Right Under Your Nose: YEAR 1 - HASS - Explore

When the power goes off, Big Cuz, Nanna, Little J and Old Dog go to the beach. They use bread to catch hermit crabs, which in turn are used to catch a ‘bluebone’ fish. Big Cuz learns how to fish, Nanna makes a fire to cook the fish, and Little J finds a large clam shell to take to school the next day.

Explore - Engage in discussions about observations and represent ideas


Revisit Little J & Big Cuz, Episode 7 ‘Right Under Your Nose’, and concentrate students’ attention on the sea environments and the efforts of people to protect them. Talk with students about their observations and experiences of ‘pollution’.

Encourage students to pose and respond to questions about pollution that occurs above the sea, on the beach, and under the sea. Questions could include,

  1. What is the major cause of pollution in waterways and oceans?
  2. What are some effects of pollution on marine animals?
  3. How does pollution affect the quality of marine plants, vegetation near the beach, and the water?
  4. What are some solutions that have been introduced to clean up marine and beach pollution?

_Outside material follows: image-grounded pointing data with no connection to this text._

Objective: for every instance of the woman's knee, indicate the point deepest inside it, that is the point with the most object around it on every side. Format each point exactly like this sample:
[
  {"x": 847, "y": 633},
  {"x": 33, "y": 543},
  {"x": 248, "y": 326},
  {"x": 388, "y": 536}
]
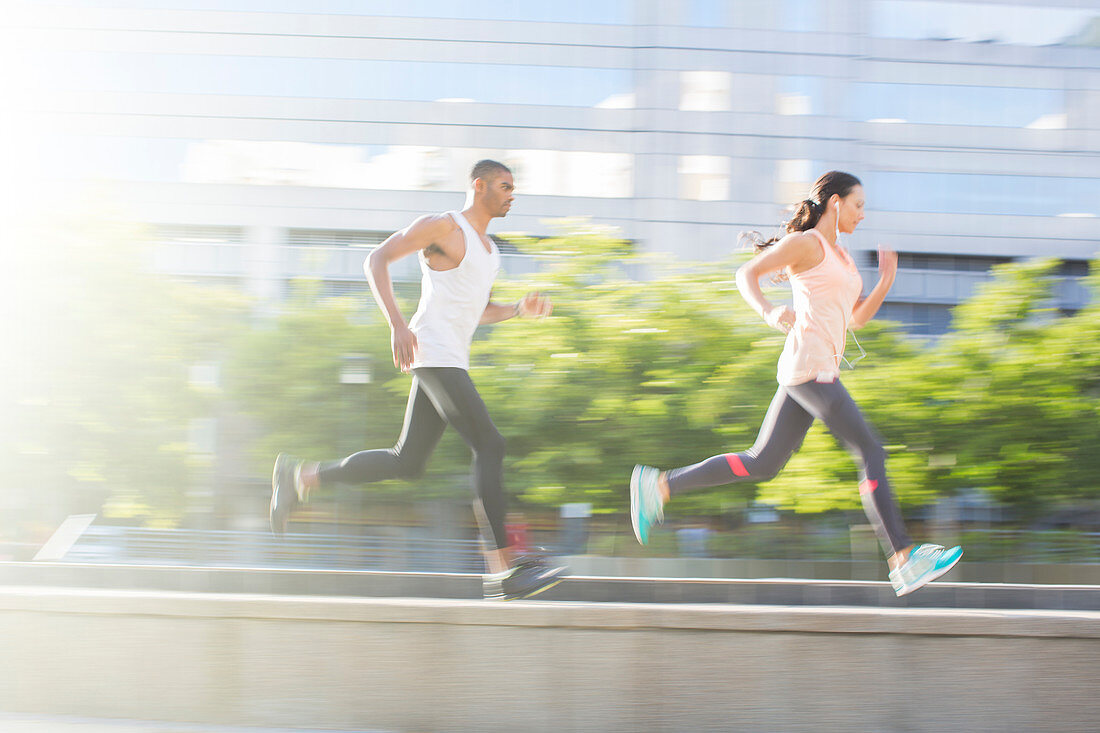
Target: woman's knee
[
  {"x": 491, "y": 445},
  {"x": 409, "y": 466}
]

Invite students to share their experiences of identifying pollution (rubbish) on the beach and/or in their local environment. Have students list the types of pollution they see around them every day in their community and school. Ask students to suggest what measures the community and school takes to enforce acceptable behaviours about not polluting the environment.

Discuss who makes the rules about not polluting the environment and why are these rules important. Examine the local council website to investigate any laws against pollution. Discuss what the laws cover and any penalties attached to breaking the laws.

Provide students with a variety of video news reports on sea/water pollution to view and discover some facts. Have the students select one issue to research more facts about and find images to support these facts. 

Students could create and present a photo story as a report on their chosen sea/water pollution issue, also offering one to two suggestions on how the problem can be solved.

Suggested examples of news reports on pollution include:

Plastic pollution chokes our waters and kills wildlife.

Litter is a serious pollution issue that affects our waterways, coastline and ocean. It - impact on wildlife and the marine environment.

Beachwatch was established in 1989 in response to community concern about the impact of sewage pollution on human health.

Household products in the water cause pollution.

Oil spills:

The Ocean Gyre and how it contributes to pollution:

Scavenger Hunt:

Organise an excursion to the local beach, or lake, or river, or creek, or waterhole to play Scavenger Hunt.

** Teacher note: Take care to choose a place that is not on or near any Aboriginal sacred site and/or Torres Strait Islander sacred site. Make sure the students understand that they should never remove objects from any Aboriginal sacred site and/or Torres Strait Islander sacred site.

Also, seek permission from the traditional custodians of the land before taking photographs of Aboriginal sacred sites and/or Torres Strait Islander sacred sites, on or near the beach, or waterway.

Divide class into pairs.

  1. Give each pair a list of objects to scavenge for. The list may include any or all of the following:
  2. Shells, litter, an object with a straight edge, a smooth object, a fuzzy object, a rough object, a round object, a water bottle with sand inside, a feather, seaweed, a piece of driftwood, 2 x rocks of different colours, etc.
  3. When a pair finds any object on their list, they take a photo of it in the location in which they found it. Any rubbish the students find should be removed and placed in the appropriate bins. The first group to collect photos of all objects on their list are declared the winners.
  4. Back in the classroom, ask students to place their found objects along a line representing the different zones of a beach – starting with the breaker zone (where waves curl and break in the water) and finishing with the dunes or ‘Berm’. Label each division. Suggested zones include:
  • beach: the area between the low tide mark and the upper most extent of sand
    • foreshore: the area between the lowest point of low tide and the highest point of high tide – it is characterised by being either underwater or exposed, depending on the tide
    • backshore: the part of the sandy beach that lies beyond the reach of waves under normal conditions – it is usually dry
      • wash zone: the area that is currently being washed over by waves – similar to the foreshore, except that the wash zone moves up and down the beach with the changing tide, while the foreshore definition remains static
    • breaker zone: the area of water, near the sandy beach, in which waves begin to curl over and ‘break’
    • wrack line: a line at the very top of the high-water mark where most debris is washed up after a storm.
  1. Using the students’ photos from the scavenger hunt as a guide, place each object on a position along the line corresponding to where they found it. The students may end up with many objects in a specific location. Ask students to reflect on what and where they found the objects; what were the most common items in the different zones; and why the objects ended up in this location.